For blind source separation, the author introduces LingoNMF, a large‑language‑model‑guided non‑negative matrix factorization. By prompting an LLM with periodicity cues extracted from the audio, the algorithm adaptively updates penalty terms, achieving 3–4 dB improvements in signal‑to‑distortion ratio (SDR) and signal‑to‑interference ratio (SIR) over standard NMF variants.
A second separation model, XV‑AE‑WMT, combines a variational auto‑encoder (VAE) with a wavelet‑based masking scheme and a temporal‑consistency loss. This architecture yields SDR = 26.8 dB, SIR = 32.8 dB, and a latent‑space Silhouette score of 0.345, demonstrating superior separation and clustering of overlapping cardiac and pulmonary sounds.
Unsupervised clustering is tackled with Chem‑NMF, a multi‑layer α‑divergence NMF inspired by catalytic chemistry. The method stabilizes convergence through a “catalyst” initialization and divergence control, leading to 5–7 % gains in accuracy and normalized mutual information on benchmark image datasets, and showing promising results on the cardiorespiratory recordings.
Anomaly detection is performed by QuPCG, a hybrid quantum‑classical pipeline. After wavelet transformation, the signal is converted into energy‑map images, encoded into qubits, and processed by a quantum convolutional neural network (QCNN). In simulated experiments, QuPCG attains 93.33 % ± 2.9 % test accuracy for binary heart‑sound classification, indicating the potential of quantum‑enhanced feature encoding.

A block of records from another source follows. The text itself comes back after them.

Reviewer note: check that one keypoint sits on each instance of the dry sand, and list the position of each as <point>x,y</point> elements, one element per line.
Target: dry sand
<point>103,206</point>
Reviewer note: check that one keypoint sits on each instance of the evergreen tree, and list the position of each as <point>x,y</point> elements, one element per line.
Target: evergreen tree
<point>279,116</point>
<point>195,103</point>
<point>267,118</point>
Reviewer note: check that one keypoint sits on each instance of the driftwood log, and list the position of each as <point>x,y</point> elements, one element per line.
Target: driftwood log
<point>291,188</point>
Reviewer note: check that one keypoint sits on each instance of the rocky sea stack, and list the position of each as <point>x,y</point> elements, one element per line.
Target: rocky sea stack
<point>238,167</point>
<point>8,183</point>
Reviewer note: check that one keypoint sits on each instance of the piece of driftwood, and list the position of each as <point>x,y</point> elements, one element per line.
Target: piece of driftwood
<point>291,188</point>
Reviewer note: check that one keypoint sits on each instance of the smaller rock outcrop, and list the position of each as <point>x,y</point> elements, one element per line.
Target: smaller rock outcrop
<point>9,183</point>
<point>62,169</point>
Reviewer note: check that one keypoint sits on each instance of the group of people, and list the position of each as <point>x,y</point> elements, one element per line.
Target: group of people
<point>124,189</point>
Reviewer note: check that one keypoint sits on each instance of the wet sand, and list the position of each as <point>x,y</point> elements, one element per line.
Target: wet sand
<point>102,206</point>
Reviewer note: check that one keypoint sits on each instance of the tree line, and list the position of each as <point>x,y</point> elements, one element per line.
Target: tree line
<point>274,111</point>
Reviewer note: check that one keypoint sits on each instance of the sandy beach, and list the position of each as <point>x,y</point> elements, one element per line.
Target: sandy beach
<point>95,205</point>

The thesis also surveys the sensing layer, covering MEMS acoustic microphones, quantum‑dot and nitrogen‑vacancy (NV) center biosensors, photonic integrated circuits (PICs), and early integrated quantum photonics (IQP) platforms. The review highlights the transition from electronic to photonic integration and the promise of on‑chip quantum photonic sensors for ultra‑low‑noise biomedical acquisition.
Overall, the work demonstrates that (1) high‑quality data acquisition, (2) LLM‑guided NMF, (3) VAE‑based masked separation, (4) chemistry‑inspired NMF clustering, and (5) quantum‑convolutional anomaly detection together form a powerful pipeline for cardiorespiratory signal analysis. While the results surpass conventional baselines, the author acknowledges limitations such as the subjectivity of LLM prompts, the need for validation on real patient recordings, and the current reliance on quantum simulators. Future research directions include open‑source release of prompts and code, clinical trials with patient data, and implementation of the QCNN on physical quantum hardware.